Fig 1: Complement C3aR and C5aR antagonist inhibit inflammation and NF-κB signaling in HRPE cells challenged with complement C3a and C5a. HRPE cells were treated with recombinant human complement component C3a (2 µg/ml) and with or without C3aR antagonist SB290157 (20 µM), and the release of (A) TNF-α, (B) IL-1β, (C) IL-6, (D) PGE2 and (E) IL-10 was determined by ELISA. HRPE cells were treated with recombinant human complement component C5a (1 µg/ml) and with or without C5aR antagonist CCX168 (2 µM), and the release of (F) TNF-α, (G) IL-1β, (H) IL-6, (I) PGE2 and (J) IL-10 was determined by ELISA. (K) The phosphorylation of NF-κB and expression of NF-κB in HRPE cells treated with recombinant human complement component C3a (2 µg/ml) and with or without C3aR antagonist SB290157 (20 µM) were determined by western blot. (L) The phosphorylation of NF-κB and expression of NF-κB in HRPE cells treated with recombinant human complement component C5a (1 µg/ml) and with or without C5aR antagonist CCX168 (2 µM) were determined by western blot. ***P<0.001 relative to control; ###P<0.001 relative to C3a or C5a treatment. p-NF-κB, phosphorylated NF-κB; C5aR, C5a receptor; HRPE, human retinal pigment epithelium; CCX, CCX168; SB, SB290157.
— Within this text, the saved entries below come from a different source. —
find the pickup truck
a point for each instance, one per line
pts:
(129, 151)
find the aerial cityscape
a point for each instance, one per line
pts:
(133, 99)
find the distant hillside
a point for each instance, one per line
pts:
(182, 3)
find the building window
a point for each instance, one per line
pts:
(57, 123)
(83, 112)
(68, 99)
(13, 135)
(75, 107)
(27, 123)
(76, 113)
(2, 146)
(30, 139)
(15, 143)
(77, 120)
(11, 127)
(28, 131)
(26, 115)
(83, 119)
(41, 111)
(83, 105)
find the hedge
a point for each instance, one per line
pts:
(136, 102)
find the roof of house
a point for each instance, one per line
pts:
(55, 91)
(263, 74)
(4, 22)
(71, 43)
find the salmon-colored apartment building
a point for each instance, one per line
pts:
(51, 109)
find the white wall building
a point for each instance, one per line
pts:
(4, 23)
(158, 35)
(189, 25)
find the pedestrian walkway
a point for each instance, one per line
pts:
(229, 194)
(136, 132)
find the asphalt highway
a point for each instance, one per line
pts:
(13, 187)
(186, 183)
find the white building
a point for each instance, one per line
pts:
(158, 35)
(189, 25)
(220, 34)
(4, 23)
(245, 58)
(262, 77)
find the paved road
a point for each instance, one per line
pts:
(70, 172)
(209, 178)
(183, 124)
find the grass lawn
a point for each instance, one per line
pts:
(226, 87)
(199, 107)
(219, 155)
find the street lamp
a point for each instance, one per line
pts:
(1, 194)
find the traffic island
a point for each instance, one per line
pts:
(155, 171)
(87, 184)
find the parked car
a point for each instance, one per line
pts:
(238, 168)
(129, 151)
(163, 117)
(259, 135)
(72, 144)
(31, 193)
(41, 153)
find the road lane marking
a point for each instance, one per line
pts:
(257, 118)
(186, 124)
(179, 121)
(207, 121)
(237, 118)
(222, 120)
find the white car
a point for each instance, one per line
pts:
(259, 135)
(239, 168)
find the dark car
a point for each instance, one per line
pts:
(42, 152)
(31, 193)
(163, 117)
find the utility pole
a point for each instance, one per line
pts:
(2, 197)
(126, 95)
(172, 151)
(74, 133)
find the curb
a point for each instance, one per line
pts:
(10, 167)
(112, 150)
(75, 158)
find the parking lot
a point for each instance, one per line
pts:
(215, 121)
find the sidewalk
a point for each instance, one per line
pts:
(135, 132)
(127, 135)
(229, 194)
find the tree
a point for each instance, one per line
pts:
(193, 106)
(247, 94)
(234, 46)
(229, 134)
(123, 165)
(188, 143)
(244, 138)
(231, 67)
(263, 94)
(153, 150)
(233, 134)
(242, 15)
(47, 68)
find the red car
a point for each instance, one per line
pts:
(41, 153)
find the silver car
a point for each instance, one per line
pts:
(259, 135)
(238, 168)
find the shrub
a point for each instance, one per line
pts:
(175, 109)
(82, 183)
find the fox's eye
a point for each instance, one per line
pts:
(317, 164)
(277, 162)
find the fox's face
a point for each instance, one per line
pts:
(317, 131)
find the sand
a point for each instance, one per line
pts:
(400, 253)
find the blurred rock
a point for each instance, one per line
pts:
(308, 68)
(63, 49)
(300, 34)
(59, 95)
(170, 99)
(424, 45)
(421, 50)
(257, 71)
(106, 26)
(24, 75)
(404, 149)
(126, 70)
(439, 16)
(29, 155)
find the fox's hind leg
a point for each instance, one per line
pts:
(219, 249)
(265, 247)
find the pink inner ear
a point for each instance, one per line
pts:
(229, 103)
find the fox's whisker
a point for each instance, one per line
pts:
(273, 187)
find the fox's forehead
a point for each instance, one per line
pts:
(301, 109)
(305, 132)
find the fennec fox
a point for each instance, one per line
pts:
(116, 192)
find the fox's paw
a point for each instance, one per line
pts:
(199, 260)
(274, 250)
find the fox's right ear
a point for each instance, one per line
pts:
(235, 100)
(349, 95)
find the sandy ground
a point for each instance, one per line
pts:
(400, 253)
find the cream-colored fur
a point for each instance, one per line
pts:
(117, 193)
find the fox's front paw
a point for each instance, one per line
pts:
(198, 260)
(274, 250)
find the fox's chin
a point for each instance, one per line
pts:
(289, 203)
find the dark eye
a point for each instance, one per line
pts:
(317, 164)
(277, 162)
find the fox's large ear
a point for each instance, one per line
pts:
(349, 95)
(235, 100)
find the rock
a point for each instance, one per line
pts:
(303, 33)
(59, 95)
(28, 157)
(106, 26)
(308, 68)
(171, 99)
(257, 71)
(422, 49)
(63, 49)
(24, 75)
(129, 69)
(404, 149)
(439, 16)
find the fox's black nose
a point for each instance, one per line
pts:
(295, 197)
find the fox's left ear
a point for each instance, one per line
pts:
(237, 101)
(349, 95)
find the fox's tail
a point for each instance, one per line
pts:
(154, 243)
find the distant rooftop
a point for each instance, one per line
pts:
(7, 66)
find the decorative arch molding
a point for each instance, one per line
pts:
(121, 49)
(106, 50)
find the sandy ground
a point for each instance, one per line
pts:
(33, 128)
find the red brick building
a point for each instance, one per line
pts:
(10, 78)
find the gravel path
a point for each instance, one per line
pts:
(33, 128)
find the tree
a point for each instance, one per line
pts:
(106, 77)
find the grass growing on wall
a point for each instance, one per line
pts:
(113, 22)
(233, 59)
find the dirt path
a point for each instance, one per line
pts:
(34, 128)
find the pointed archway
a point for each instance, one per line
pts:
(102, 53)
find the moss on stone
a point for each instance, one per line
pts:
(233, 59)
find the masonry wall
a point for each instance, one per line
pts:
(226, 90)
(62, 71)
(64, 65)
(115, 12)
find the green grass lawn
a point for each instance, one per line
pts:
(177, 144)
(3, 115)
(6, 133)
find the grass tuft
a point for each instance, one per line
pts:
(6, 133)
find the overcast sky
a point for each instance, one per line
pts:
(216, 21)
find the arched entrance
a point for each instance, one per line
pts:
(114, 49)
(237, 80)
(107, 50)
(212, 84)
Fig 2: Complement C3a and C5a are positively correlated with the contents of TNF-α, IL-1β, IL-6 and PGE2 in patients with RRDCD. (A) TNF-α, (B) IL-1β, (C) IL-6, (D) PGE2 and (E) IL-10 concentrations in patients with RRDCD (n=20) and idiopathic epimacular membrane as control (n=20). Pearson correlation scatter plots between C3a and (F) TNF-α, (G) IL-1β, (H) IL-6, (I) PGE2 or (J) IL-10, or between C5a and (K) TNF-α, (L) IL-1β, (M) IL-6, (N) PGE2 or (O) IL-10 in patients with RRDCD (n=20). ***P<0.001 compared with control. PGE2, prostaglandin E2; RRDCD, rhegmatogenous retinal detachment associated with choroidal detachment.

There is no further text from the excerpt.